Ayat ketiga ini jelas sekali melarang memberikan ijin pada pihak asing, tanpa Royalti yang jelas dan menguntungkan Negara, apalagi sampai memberikan ijin selama 190 tahun. Bayangkan Hongkong saja yang disewa Inggris dari Cina selama 100 tahun, membuahkan permasalahan, apalagi sampai 190 tahun. Ini merupakan akal-akalan Jokowi dalam menjual Negeri untuk keuntungan sesaat. Pembuatan Omnibus Law beserta turunannya yang merugikan rakyat dan hanya menguntungkan pengusaha jelas merupakan penyimpangan dari UUD 45.

Sudah menjadi rahasia umum, bahwa Jokowi adalah anak tokoh PKI, dengan ijazah palsunya tentu hasil kerja yang apik karya pihak keturunan komunis untuk bangkit kembali.
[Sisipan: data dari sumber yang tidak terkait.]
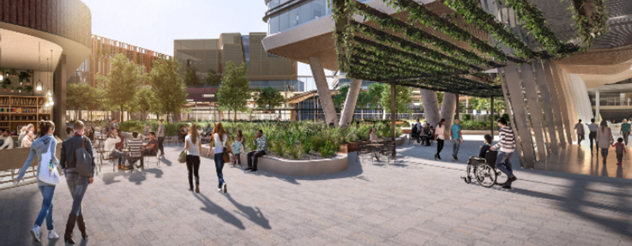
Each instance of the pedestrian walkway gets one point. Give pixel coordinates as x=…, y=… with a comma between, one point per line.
x=410, y=202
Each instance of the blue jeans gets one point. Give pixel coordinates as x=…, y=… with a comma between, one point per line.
x=503, y=163
x=48, y=192
x=456, y=145
x=78, y=186
x=219, y=165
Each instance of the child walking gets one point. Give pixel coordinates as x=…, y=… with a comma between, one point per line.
x=620, y=149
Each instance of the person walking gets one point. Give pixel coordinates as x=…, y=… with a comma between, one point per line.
x=219, y=138
x=604, y=139
x=193, y=145
x=592, y=136
x=625, y=131
x=507, y=145
x=439, y=137
x=579, y=128
x=457, y=139
x=77, y=183
x=46, y=143
x=161, y=138
x=262, y=149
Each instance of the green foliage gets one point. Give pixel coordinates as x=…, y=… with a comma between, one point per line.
x=213, y=78
x=169, y=90
x=190, y=77
x=234, y=92
x=122, y=82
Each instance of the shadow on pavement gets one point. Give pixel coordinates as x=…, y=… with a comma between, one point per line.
x=253, y=214
x=221, y=213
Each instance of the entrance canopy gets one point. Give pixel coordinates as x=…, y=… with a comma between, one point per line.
x=448, y=45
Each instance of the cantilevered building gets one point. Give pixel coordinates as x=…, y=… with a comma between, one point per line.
x=263, y=69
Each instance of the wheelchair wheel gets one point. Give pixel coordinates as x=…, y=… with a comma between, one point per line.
x=486, y=175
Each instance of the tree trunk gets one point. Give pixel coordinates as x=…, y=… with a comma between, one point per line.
x=431, y=106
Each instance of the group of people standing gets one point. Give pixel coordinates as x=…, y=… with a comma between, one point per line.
x=78, y=183
x=602, y=135
x=222, y=151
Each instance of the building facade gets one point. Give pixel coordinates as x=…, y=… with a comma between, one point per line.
x=264, y=69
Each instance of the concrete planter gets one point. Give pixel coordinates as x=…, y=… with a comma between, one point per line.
x=295, y=167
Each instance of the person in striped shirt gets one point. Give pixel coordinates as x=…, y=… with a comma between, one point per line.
x=506, y=145
x=135, y=146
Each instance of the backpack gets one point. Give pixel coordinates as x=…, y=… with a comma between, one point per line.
x=83, y=160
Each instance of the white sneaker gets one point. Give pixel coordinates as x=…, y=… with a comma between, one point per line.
x=52, y=235
x=36, y=233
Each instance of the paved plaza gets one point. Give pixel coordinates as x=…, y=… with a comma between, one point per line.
x=413, y=201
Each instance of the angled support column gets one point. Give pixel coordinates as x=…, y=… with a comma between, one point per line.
x=523, y=136
x=350, y=102
x=563, y=104
x=323, y=90
x=534, y=109
x=547, y=105
x=555, y=102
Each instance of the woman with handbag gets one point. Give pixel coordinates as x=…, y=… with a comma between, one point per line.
x=193, y=146
x=219, y=139
x=47, y=176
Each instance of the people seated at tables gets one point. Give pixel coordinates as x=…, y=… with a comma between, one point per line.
x=110, y=146
x=372, y=135
x=28, y=139
x=8, y=141
x=135, y=146
x=151, y=148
Indikasinya sangat jelas yakni adanya Perpres Nomor 17 Tahun 2022, tentang tentang pembentukan tim penyelesaian non-yudisial pelanggaran HAM yang berat masa lalu. Kemudian disusul Keppres Nomor 4 Tahun 2023 tentang Tim Pemantau Pelaksanaan Rekomendasi Penyelesaian Non-yudisial Pelanggaran HAM yang Berat dan Instruksi Presiden alias Inpres Nomor 2 Tahun 2023. Isinya tentang Pelaksanaan Rekomendasi Penyelesaian Non-yudisial Pelanggaran Hak Asasi Manusia yang Berat.
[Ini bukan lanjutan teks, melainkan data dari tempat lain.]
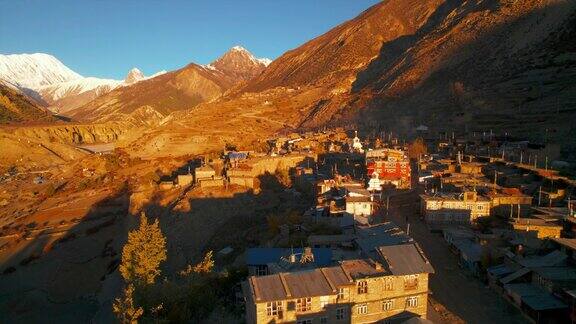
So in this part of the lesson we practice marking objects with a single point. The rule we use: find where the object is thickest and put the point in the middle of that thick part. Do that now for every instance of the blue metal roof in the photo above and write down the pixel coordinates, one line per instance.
(261, 256)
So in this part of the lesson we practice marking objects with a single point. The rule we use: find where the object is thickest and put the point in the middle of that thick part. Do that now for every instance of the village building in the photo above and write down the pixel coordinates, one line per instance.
(355, 291)
(390, 166)
(204, 173)
(454, 208)
(265, 261)
(509, 202)
(184, 180)
(540, 228)
(357, 144)
(361, 208)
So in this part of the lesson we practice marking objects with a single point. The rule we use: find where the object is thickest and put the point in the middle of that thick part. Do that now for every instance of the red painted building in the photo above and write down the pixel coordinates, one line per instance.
(391, 167)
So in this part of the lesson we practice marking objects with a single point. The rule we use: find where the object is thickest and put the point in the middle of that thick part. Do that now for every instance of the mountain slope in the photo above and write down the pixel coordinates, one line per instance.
(16, 107)
(34, 70)
(453, 65)
(177, 90)
(332, 59)
(240, 64)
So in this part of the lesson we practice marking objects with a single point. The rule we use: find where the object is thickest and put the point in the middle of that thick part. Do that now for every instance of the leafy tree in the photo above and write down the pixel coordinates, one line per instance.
(143, 253)
(203, 267)
(417, 148)
(125, 309)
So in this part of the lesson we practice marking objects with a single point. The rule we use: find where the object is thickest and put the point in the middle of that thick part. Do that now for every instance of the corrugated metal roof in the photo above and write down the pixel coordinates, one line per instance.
(308, 284)
(557, 273)
(569, 243)
(534, 297)
(268, 288)
(317, 282)
(262, 256)
(405, 259)
(336, 276)
(553, 258)
(513, 276)
(361, 268)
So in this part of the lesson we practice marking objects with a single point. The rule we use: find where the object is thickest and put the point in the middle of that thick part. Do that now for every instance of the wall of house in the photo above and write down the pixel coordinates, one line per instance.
(378, 292)
(211, 183)
(185, 179)
(248, 182)
(359, 208)
(540, 231)
(445, 210)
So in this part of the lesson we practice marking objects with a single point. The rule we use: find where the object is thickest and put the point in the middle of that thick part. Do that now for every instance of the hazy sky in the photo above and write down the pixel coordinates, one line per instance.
(105, 38)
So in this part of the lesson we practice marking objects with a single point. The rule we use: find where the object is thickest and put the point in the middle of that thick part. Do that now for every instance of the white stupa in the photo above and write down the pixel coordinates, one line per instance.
(356, 144)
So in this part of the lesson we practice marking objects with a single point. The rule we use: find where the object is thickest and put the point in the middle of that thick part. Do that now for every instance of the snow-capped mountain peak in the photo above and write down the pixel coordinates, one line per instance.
(33, 71)
(240, 63)
(134, 76)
Selain itu indikasi lain adalah memecah belah umat Islam, memberikan karpet merah terhadap project2 dari RRC, menerbitan Second Home Visa bagi para pendatang (Cina) berupa SE Nomor IMI-0740.GR.01.01 Tahun 2022 Tentang Pemberian Visa dan Izin Tinggal Terbatas Rumah Kedua yang diterbitkan Selasa (25/10/2022). Tidak terdengar adanya pengusiran TKA Cina yang telah menyelesaikan project turn key nya di Indonesia. Banyak video dan foto yang menyatakan para TKA Cina itu adalah tentara merahnya RRC. Tidak heran jika ada penyelundupan senjata baik legal maupun illegal.
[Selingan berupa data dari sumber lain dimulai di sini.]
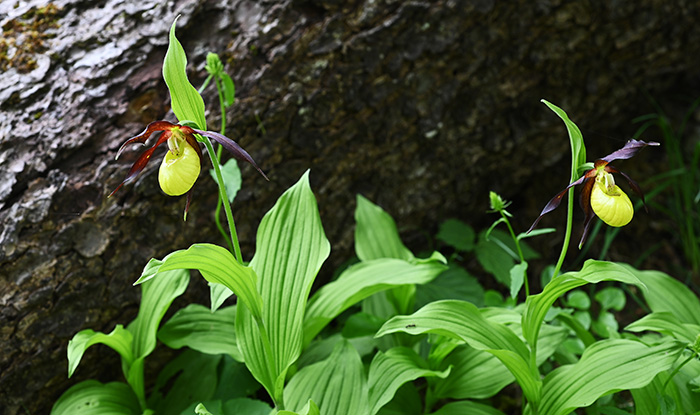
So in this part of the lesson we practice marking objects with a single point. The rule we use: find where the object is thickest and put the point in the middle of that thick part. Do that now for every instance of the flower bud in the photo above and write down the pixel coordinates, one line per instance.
(179, 170)
(609, 202)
Dengan uraian ini dapat ditarik ada benang merah antara Jokowi dan bangkitnya neo komunis di Indonesia melalui pemiskina dan pembodohan rakyat Indonesia, pembuatan peraturan yang menguntungkan pendatang Cina dan tentu memeras rakyat dengan Pajak yang semakin tinggi.  Tiga Dosa besar ini tentu harus dipertanggung jawabkan.